Source-backed implementations are provided below for direct study and interview prep.

// Accepted solution for LeetCode #2296: Design a Text Editor
class TextEditor {
    private StringBuilder left = new StringBuilder();
    private StringBuilder right = new StringBuilder();

    public TextEditor() {
    }

    public void addText(String text) {
        left.append(text);
    }

    public int deleteText(int k) {
        k = Math.min(k, left.length());
        left.setLength(left.length() - k);
        return k;
    }

    public String cursorLeft(int k) {
        k = Math.min(k, left.length());
        for (int i = 0; i < k; ++i) {
            right.append(left.charAt(left.length() - 1));
            left.deleteCharAt(left.length() - 1);
        }
        return left.substring(Math.max(left.length() - 10, 0));
    }

    public String cursorRight(int k) {
        k = Math.min(k, right.length());
        for (int i = 0; i < k; ++i) {
            left.append(right.charAt(right.length() - 1));
            right.deleteCharAt(right.length() - 1);
        }
        return left.substring(Math.max(left.length() - 10, 0));
    }
}

/**
 * Your TextEditor object will be instantiated and called as such:
 * TextEditor obj = new TextEditor();
 * obj.addText(text);
 * int param_2 = obj.deleteText(k);
 * String param_3 = obj.cursorLeft(k);
 * String param_4 = obj.cursorRight(k);
 */
Step 06

Interactive Study Demo

Use this to step through a reusable interview workflow for this problem.

Press Step or Run All to begin.
Step 07

Complexity Analysis

Time
O(n)
Space
O(1)

Approach Breakdown

COPY TO ARRAY
O(n) time
O(n) space

Copy all n nodes into an array (O(n) time and space), then use array indexing for random access. Operations like reversal or middle-finding become trivial with indices, but the O(n) extra space defeats the purpose of using a linked list.

IN-PLACE POINTERS
O(n) time
O(1) space

Most linked list operations traverse the list once (O(n)) and re-wire pointers in-place (O(1) extra space). The brute force often copies nodes to an array to enable random access, costing O(n) space. In-place pointer manipulation eliminates that.

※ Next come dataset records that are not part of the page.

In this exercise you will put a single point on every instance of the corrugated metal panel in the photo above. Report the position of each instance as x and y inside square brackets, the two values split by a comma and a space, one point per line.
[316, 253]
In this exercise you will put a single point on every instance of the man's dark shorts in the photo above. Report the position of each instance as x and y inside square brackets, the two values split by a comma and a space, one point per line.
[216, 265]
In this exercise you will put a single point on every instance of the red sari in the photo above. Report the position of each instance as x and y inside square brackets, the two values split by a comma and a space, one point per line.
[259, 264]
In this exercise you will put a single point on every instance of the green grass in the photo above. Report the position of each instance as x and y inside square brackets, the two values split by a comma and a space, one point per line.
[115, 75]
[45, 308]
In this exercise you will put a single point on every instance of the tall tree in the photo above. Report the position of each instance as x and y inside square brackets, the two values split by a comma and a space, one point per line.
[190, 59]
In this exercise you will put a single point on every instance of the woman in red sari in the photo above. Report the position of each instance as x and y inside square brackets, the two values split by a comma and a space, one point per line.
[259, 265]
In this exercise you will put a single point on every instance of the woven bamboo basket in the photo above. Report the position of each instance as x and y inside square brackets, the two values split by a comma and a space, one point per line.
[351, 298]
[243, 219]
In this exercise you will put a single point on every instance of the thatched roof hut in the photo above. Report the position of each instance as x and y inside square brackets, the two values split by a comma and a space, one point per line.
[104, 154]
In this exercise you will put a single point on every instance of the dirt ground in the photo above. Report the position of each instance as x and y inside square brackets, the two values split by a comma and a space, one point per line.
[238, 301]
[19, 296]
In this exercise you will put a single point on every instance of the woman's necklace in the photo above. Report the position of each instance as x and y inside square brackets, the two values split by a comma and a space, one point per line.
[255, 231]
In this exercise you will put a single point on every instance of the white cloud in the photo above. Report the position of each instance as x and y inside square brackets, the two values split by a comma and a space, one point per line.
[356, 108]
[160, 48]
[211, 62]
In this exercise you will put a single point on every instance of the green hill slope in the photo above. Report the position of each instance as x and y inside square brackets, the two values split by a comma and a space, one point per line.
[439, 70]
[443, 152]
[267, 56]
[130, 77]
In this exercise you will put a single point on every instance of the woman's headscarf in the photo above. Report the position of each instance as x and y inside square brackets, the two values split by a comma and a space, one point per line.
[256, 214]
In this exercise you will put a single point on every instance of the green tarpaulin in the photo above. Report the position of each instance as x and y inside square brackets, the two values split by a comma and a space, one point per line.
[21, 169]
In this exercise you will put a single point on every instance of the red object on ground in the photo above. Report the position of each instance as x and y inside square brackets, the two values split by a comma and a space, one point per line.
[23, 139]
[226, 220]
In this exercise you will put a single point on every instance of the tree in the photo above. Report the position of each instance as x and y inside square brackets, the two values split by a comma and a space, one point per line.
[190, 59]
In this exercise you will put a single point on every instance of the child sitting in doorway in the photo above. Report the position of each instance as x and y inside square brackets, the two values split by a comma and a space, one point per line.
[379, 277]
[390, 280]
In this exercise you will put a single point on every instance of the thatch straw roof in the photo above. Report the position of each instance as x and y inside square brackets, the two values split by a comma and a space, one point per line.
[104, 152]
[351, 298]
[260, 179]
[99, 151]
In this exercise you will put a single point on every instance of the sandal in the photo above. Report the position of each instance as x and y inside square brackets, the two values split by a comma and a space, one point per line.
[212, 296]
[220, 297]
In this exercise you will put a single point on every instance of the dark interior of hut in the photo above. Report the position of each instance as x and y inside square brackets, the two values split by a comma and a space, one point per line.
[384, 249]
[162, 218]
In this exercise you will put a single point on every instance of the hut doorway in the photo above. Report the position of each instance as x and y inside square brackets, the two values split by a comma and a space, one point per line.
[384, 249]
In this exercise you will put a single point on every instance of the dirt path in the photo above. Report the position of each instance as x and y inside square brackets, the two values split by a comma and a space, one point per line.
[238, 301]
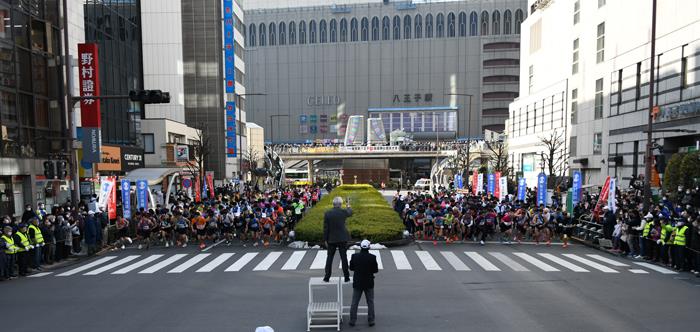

Shortcut: Traverse once + re-wire pointers → O(n) time, O(1) space. Dummy head nodes simplify edge cases.
Coach Notes

Common Mistakes

Review these before coding to avoid predictable interview regressions.

Losing head/tail while rewiring

Wrong move: Pointer updates overwrite references before they are saved.

Usually fails on: List becomes disconnected mid-operation.

Fix: Store next pointers first and use a dummy head for safer joins.

Breaking monotonic invariant

Wrong move: Pushing without popping stale elements invalidates next-greater/next-smaller logic.

Usually fails on: Indices point to blocked elements and outputs shift.

Fix: Pop while invariant is violated before pushing current element.